Poultry do not have a protein requirement per se. Rather, they require each of the nutritionally essential amino acids in the correct levels and balance, as well as sufficient amino nitrogen (nitrogen arising from amino acids) to synthesize the nonessential amino acids. Traditionally, formulating diets to contain sufficient levels of the first 3 or 4 limiting essential amino acids, as well as a minimum level of dietary crude protein, was typically appropriate to meet the needs of poultry using typical ingredients. However, modern poultry have increased growth rates and body composition (meat-type birds) and egg production (egg-laying birds). Additionally, in many regions, there is a desire to reduce dietary crude protein levels to reduce excretion of nitrogen by the birds, and subsequently environmental nutrient pollution.
The optimal level of balanced protein intake for growing chicks is ~18%–23% of the diet; for growing poults and gallinaceous upland game birds, ~26%–30%; and for growing ducklings and goslings, ~20%–22%. If the protein and component amino acid content of the diet is below these levels, birds tend to grow more slowly. Even when a diet contains the recommended quantities of protein, optimal growth also requires sufficient quantities and proper balance of each of the essential amino acids plus sufficient amino nitrogen for synthesis of the nonessential amino acids.

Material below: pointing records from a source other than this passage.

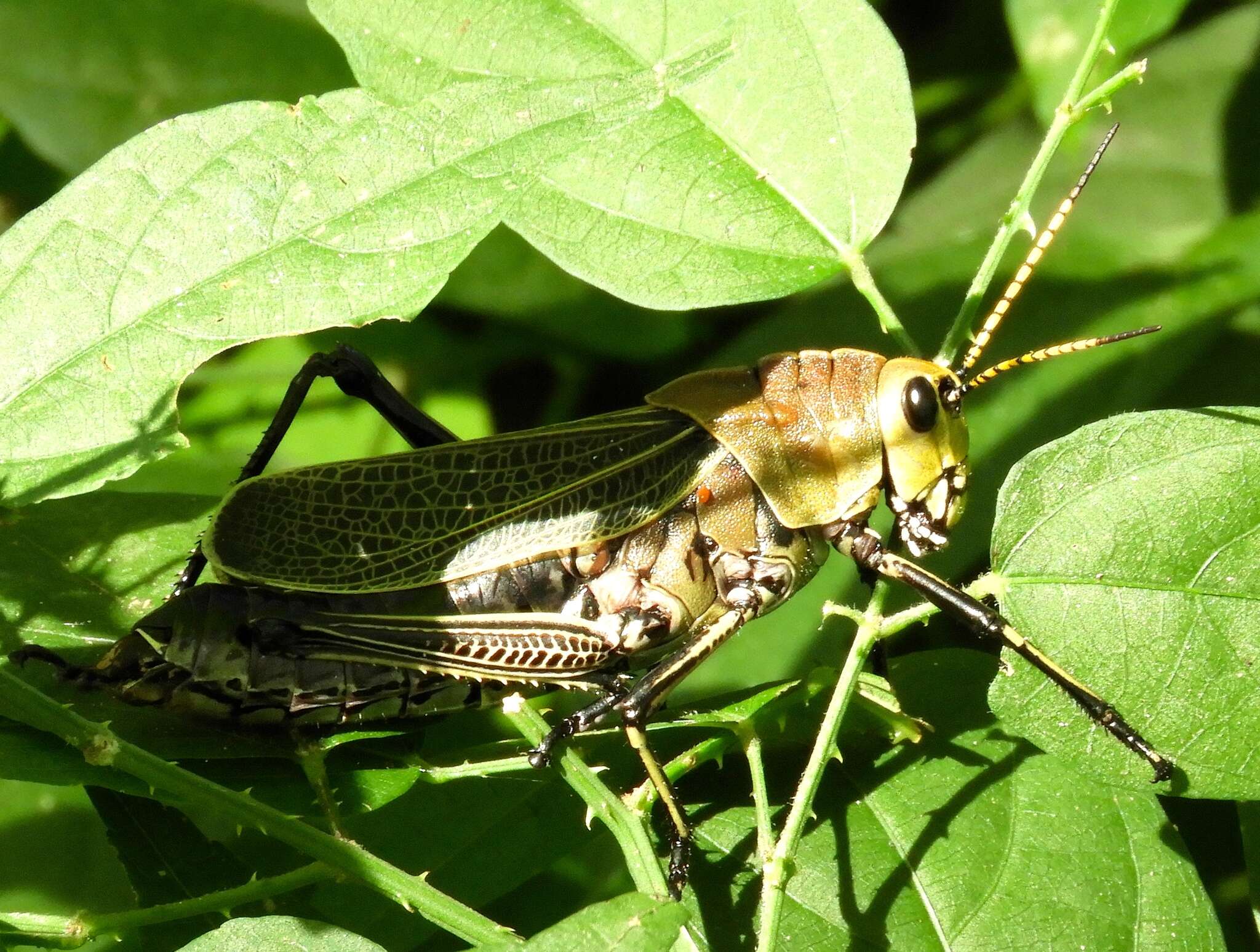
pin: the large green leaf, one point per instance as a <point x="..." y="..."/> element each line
<point x="80" y="79"/>
<point x="276" y="932"/>
<point x="751" y="183"/>
<point x="1050" y="37"/>
<point x="969" y="840"/>
<point x="251" y="221"/>
<point x="168" y="860"/>
<point x="629" y="923"/>
<point x="1132" y="555"/>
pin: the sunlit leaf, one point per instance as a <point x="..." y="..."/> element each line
<point x="629" y="923"/>
<point x="751" y="183"/>
<point x="80" y="79"/>
<point x="275" y="932"/>
<point x="951" y="842"/>
<point x="250" y="221"/>
<point x="1132" y="555"/>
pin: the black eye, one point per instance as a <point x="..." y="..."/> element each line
<point x="919" y="404"/>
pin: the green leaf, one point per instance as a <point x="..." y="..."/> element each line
<point x="1149" y="201"/>
<point x="251" y="221"/>
<point x="168" y="859"/>
<point x="276" y="932"/>
<point x="751" y="183"/>
<point x="1132" y="556"/>
<point x="1249" y="825"/>
<point x="60" y="860"/>
<point x="963" y="841"/>
<point x="629" y="923"/>
<point x="1050" y="37"/>
<point x="80" y="79"/>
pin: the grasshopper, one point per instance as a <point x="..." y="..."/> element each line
<point x="610" y="555"/>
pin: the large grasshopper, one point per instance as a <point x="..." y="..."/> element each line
<point x="610" y="555"/>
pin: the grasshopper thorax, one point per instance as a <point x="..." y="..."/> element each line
<point x="823" y="431"/>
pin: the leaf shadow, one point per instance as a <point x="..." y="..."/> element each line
<point x="869" y="927"/>
<point x="150" y="434"/>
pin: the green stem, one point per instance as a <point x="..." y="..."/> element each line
<point x="1069" y="113"/>
<point x="775" y="870"/>
<point x="988" y="584"/>
<point x="103" y="748"/>
<point x="445" y="774"/>
<point x="628" y="830"/>
<point x="760" y="794"/>
<point x="72" y="931"/>
<point x="864" y="283"/>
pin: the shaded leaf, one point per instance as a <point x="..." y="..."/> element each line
<point x="168" y="859"/>
<point x="80" y="79"/>
<point x="751" y="183"/>
<point x="275" y="932"/>
<point x="1132" y="555"/>
<point x="629" y="923"/>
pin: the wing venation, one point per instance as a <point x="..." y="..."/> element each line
<point x="445" y="512"/>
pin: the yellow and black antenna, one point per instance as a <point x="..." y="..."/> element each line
<point x="1035" y="254"/>
<point x="1017" y="283"/>
<point x="1045" y="353"/>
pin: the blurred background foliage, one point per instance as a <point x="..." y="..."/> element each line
<point x="1168" y="233"/>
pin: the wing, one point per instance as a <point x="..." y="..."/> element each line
<point x="445" y="512"/>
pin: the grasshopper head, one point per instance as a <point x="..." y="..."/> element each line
<point x="924" y="449"/>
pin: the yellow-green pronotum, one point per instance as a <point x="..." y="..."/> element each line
<point x="420" y="582"/>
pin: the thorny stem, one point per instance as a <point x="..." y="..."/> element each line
<point x="984" y="586"/>
<point x="864" y="283"/>
<point x="103" y="748"/>
<point x="311" y="758"/>
<point x="73" y="931"/>
<point x="775" y="870"/>
<point x="1070" y="111"/>
<point x="760" y="794"/>
<point x="445" y="774"/>
<point x="628" y="830"/>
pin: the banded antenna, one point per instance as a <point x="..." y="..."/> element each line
<point x="1045" y="353"/>
<point x="1035" y="254"/>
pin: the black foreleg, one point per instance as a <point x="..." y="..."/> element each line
<point x="867" y="550"/>
<point x="358" y="377"/>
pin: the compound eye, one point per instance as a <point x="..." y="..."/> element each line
<point x="919" y="404"/>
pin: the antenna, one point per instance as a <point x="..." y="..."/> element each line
<point x="1045" y="353"/>
<point x="1035" y="252"/>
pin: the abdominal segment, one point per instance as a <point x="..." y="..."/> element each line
<point x="568" y="618"/>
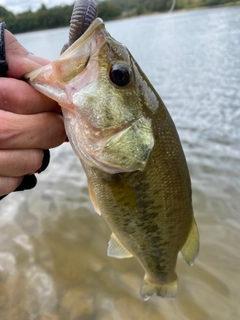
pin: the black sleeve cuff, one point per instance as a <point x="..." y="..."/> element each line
<point x="3" y="62"/>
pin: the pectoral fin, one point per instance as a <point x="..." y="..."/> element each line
<point x="116" y="249"/>
<point x="191" y="247"/>
<point x="93" y="198"/>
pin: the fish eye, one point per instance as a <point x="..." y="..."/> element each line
<point x="120" y="75"/>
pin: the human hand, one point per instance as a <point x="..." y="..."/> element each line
<point x="29" y="122"/>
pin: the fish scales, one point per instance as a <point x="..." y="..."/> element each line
<point x="131" y="153"/>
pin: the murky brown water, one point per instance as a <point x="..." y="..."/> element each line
<point x="53" y="262"/>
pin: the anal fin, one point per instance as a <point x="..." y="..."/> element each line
<point x="116" y="249"/>
<point x="190" y="249"/>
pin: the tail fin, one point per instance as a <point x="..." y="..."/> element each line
<point x="164" y="290"/>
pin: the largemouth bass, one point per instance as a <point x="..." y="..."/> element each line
<point x="130" y="150"/>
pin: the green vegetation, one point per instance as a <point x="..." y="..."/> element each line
<point x="59" y="16"/>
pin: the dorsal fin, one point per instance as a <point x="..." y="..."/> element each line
<point x="116" y="249"/>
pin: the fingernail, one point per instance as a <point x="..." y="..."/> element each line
<point x="45" y="162"/>
<point x="28" y="182"/>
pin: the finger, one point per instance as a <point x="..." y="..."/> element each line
<point x="21" y="101"/>
<point x="20" y="61"/>
<point x="39" y="131"/>
<point x="9" y="184"/>
<point x="16" y="163"/>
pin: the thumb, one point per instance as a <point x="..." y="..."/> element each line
<point x="20" y="60"/>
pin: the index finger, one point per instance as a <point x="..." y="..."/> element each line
<point x="25" y="100"/>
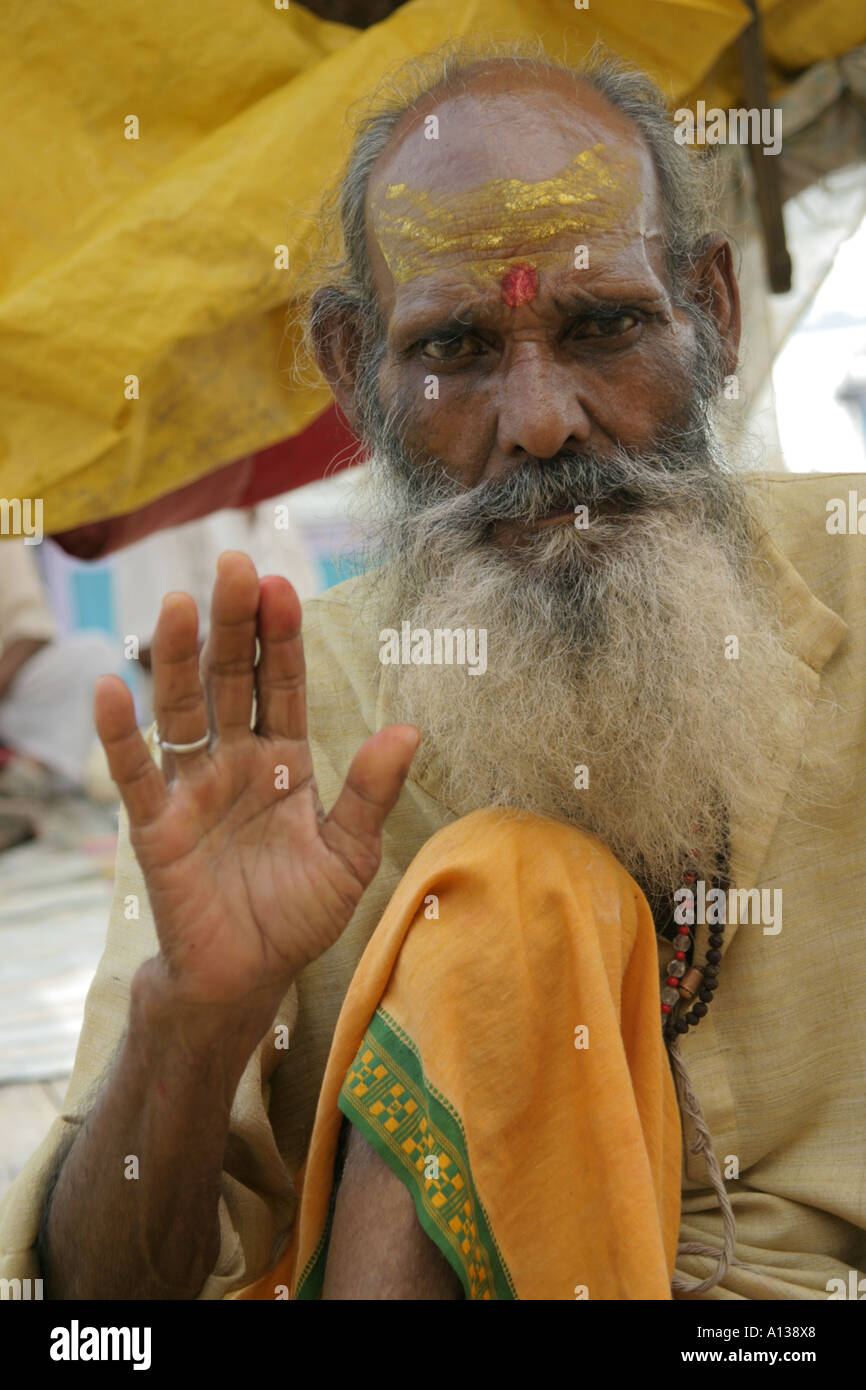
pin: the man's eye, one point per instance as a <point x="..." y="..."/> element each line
<point x="605" y="327"/>
<point x="449" y="349"/>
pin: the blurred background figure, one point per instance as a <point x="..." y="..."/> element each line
<point x="46" y="685"/>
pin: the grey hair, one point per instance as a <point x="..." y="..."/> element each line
<point x="687" y="180"/>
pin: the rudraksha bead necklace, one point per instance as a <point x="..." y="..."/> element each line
<point x="683" y="980"/>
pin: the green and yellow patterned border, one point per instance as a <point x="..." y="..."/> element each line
<point x="420" y="1136"/>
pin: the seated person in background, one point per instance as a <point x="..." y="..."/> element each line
<point x="46" y="684"/>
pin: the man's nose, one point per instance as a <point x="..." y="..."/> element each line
<point x="540" y="406"/>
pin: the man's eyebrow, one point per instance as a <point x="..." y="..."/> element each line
<point x="448" y="314"/>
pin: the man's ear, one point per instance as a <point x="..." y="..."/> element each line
<point x="713" y="285"/>
<point x="337" y="338"/>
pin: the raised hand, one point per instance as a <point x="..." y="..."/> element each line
<point x="248" y="877"/>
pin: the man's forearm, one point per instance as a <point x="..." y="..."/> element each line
<point x="134" y="1214"/>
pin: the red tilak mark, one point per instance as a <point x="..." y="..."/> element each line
<point x="519" y="285"/>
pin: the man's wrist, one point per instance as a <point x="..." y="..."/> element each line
<point x="196" y="1040"/>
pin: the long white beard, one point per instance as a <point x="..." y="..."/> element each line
<point x="631" y="681"/>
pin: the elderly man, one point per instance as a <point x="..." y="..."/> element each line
<point x="417" y="1045"/>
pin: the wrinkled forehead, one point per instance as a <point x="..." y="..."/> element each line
<point x="480" y="188"/>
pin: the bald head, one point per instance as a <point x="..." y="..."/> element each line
<point x="503" y="182"/>
<point x="526" y="268"/>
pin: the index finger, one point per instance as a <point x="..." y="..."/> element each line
<point x="281" y="677"/>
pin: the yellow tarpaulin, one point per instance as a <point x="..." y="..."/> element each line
<point x="154" y="257"/>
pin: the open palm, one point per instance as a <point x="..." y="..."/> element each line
<point x="248" y="877"/>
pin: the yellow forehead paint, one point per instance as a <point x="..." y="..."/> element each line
<point x="590" y="195"/>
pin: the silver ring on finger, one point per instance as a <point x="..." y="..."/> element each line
<point x="182" y="748"/>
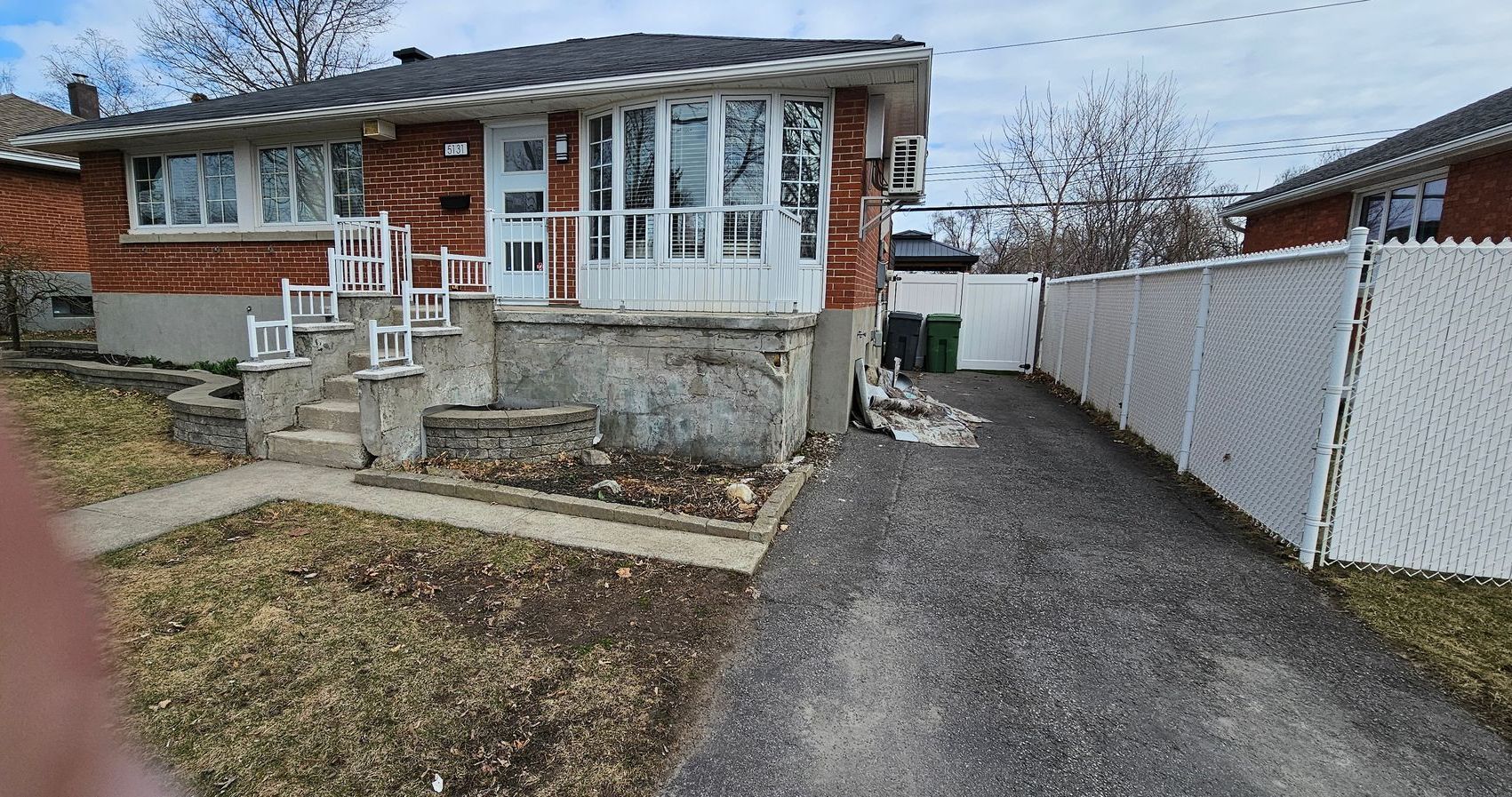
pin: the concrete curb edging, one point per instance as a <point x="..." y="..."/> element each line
<point x="200" y="416"/>
<point x="761" y="531"/>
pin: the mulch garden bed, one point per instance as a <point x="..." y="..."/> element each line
<point x="660" y="482"/>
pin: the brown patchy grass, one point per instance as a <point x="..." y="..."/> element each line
<point x="1458" y="633"/>
<point x="94" y="443"/>
<point x="308" y="650"/>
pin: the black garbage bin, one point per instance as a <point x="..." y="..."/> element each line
<point x="903" y="339"/>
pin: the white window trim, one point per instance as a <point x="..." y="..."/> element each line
<point x="773" y="168"/>
<point x="1391" y="185"/>
<point x="170" y="227"/>
<point x="293" y="203"/>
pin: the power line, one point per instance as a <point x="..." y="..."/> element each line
<point x="1007" y="206"/>
<point x="1149" y="29"/>
<point x="988" y="176"/>
<point x="1315" y="141"/>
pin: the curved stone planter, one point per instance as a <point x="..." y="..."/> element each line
<point x="202" y="418"/>
<point x="510" y="434"/>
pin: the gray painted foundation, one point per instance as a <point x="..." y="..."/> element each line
<point x="179" y="327"/>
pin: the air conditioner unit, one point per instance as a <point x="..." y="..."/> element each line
<point x="906" y="177"/>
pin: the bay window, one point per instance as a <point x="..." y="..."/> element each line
<point x="698" y="153"/>
<point x="308" y="183"/>
<point x="183" y="189"/>
<point x="1408" y="211"/>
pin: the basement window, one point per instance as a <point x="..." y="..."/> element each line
<point x="1408" y="211"/>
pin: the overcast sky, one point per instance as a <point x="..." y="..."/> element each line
<point x="1375" y="66"/>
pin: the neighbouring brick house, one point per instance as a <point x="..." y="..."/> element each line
<point x="636" y="172"/>
<point x="1449" y="177"/>
<point x="41" y="209"/>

Few specific signs are associated with a deficiency of the various individual amino acids, except for a peculiar, cup-shaped appearance of the feathers in chickens with arginine deficiency and loss of pigment in some of the wing feathers in bronze turkeys with lysine deficiency. A deficiency of any of the essential amino acids results in retarded growth in growing birds or reduced egg size or egg production in egg-laying birds. If a diet is deficient in crude protein or specific amino acids, the bird may initially consume more feed in an attempt to resolve the deficiency. However, after a few days, this transient increase in feed intake shifts to a situation of reduced feed intake. Consequently, there will be reduced feed efficiency, and the birds become fatter as a consequence of overconsuming energy relative to protein.
All commercial breeds of poultry have an amazing ability to consume energy to requirement regardless of dietary energy concentration, assuming they can physically eat enough feed. A deficiency of energy can therefore occur only if the diet is so low in energy concentration that the bird cannot physically compensate by increasing feed consumption to normalize energy intake. With a deficiency of energy, the bird will grow slowly or stop ovulating. With a dietary energy deficiency, amino acids will be deaminated and the carbon skeletons oxidized, and lipids will undergo beta-oxidation. The latter condition can lead to ketosis, which more commonly occurs in mammals, yet the classic signs are similar.